Y entre un trapo y otro de los que me daba para que colgara, me dijo:
—¿Sabes qué? Te vas a venir a vivir conmigo, ¿quieres? ¡Señor! ¿Es que aquí se vive, en estas chozas, en estas madrigueras? —Y cuando cogí el siguiente trapo—: ¿No te ha echado mano ya alguno de éstos? —No entendí a qué se refería—. ¿Por qué me miras así? Por eso vas a venir a vivir conmigo. Qué pena que no lo pensara antes. Puede que hasta yo duerma a gusto. —Tampoco entendí por qué no podía dormir a gusto.
Trajo un montón de broza y me preparó un lecho junto al suyo. Lo tuvo que estrechar un poco para que entrara el mío. De la broza escogió todas las piñas, bellotas y ramitas, encima colocó hierba seca, para que esté blando, dijo, y sobre eso puso unos harapos. A veces, cuando la noche estaba más fresca, me preguntaba si tenía frío y echaba su abrigo sobre la manta con la que me tapaba. Pero yo no dormía mejor que antes. A pesar de que nadie roncaba, ni fumaba, ni maldecía, ni gritaba en sueños. Ella dormía en silencio, tanto que a menudo ni la escuchaba. Sólo que ese silencio me resultaba difícil de soportar. Justamente ese silencio era lo que me despertaba varias veces durante la noche. Me incorporaba y escuchaba lleno de temor, a ver si dormía. Cuando no oía su respiración, me levantaba de mi lecho y acercaba el oído a ella. Y aunque comprobaba que seguía durmiendo y me tranquilizaba, después muchas veces ya no podía conciliar el sueño.
Una noche me desperté asustado, no sé por qué, me levanté y toqué levemente su frente, a ver si estaba caliente. Dio un bote, también asustada.

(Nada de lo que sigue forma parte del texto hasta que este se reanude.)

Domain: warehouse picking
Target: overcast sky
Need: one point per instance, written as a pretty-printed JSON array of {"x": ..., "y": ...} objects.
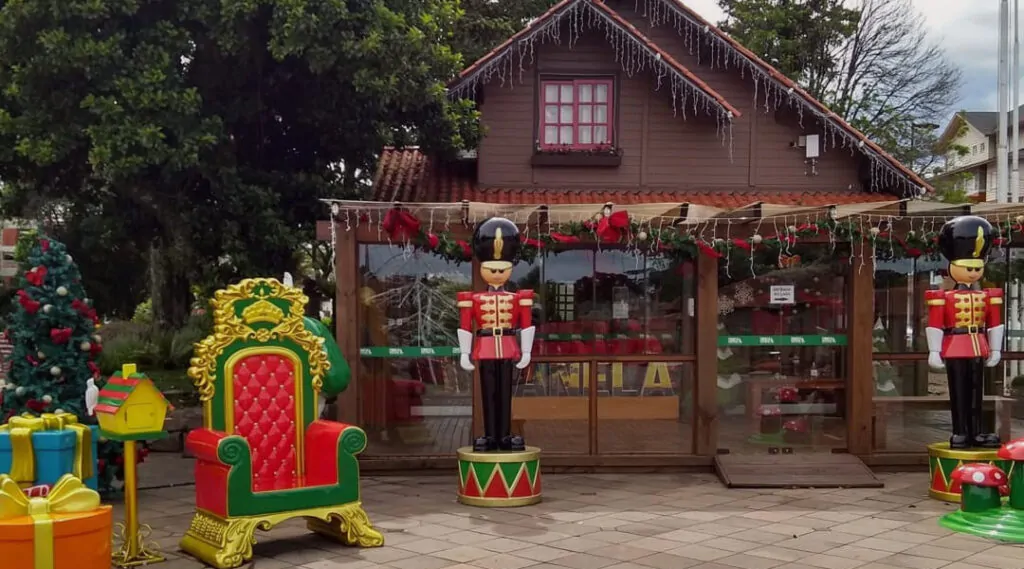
[{"x": 969, "y": 32}]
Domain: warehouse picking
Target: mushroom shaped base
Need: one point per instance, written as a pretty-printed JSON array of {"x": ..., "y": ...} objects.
[
  {"x": 1014, "y": 451},
  {"x": 980, "y": 486},
  {"x": 1005, "y": 524}
]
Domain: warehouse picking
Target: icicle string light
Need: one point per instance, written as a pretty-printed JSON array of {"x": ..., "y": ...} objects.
[
  {"x": 633, "y": 54},
  {"x": 698, "y": 37}
]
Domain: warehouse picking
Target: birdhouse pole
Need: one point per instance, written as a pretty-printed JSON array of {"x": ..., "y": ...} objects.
[{"x": 133, "y": 551}]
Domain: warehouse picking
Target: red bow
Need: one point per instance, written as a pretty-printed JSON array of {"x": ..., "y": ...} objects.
[
  {"x": 400, "y": 225},
  {"x": 561, "y": 237},
  {"x": 36, "y": 275},
  {"x": 30, "y": 306},
  {"x": 60, "y": 335},
  {"x": 611, "y": 227}
]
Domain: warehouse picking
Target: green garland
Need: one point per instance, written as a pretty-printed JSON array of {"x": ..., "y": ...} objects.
[{"x": 672, "y": 242}]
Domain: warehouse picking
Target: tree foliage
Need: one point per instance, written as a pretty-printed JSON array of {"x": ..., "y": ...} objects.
[
  {"x": 485, "y": 24},
  {"x": 208, "y": 129},
  {"x": 872, "y": 63}
]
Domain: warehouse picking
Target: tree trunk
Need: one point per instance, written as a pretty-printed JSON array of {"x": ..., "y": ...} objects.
[{"x": 169, "y": 288}]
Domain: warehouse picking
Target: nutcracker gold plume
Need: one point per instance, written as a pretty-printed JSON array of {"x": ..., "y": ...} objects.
[
  {"x": 965, "y": 329},
  {"x": 504, "y": 332}
]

—Ah, eres tú. Dios mío, qué susto me he pegado. Jamás me toques cuando duermo. Recuérdalo, no me toques.
—Sólo quería…
—Lo sé —dijo—. Acuéstate y duerme.
Otras veces era ella la que se levantaba del lecho y escuchaba conteniendo la respiración, a ver si yo dormía. Y después de convencerse de que dormía, aunque yo fingiera, cogía su abrigo, si es que no me había tapado con él, y se iba. Por mi cabeza pasaban entonces las ideas más diversas y la esperaba hasta que volvía. Y cuando volvía, a veces fingía que me acababa de despertar.
—¿Te he despertado? Perdóname. He ido a darme un baño. Al menos de noche nadie mira a escondidas —decía para justificarse—. ¡El agua está tan tibia! Hay luna llena. La laguna se ve mucho más bonita que de día.
Y siempre era igual después de cada vez. Por eso decidí que ya no me iba a despertar más cuando volviera. Pero un día, al volver, fingí que dormía, ella se tumbó y de repente la oí llorar.
—Sé que no duermes —dijo—. Ya no lo soporto. ¡Son tan desdichados! Pero ya no lo soporto.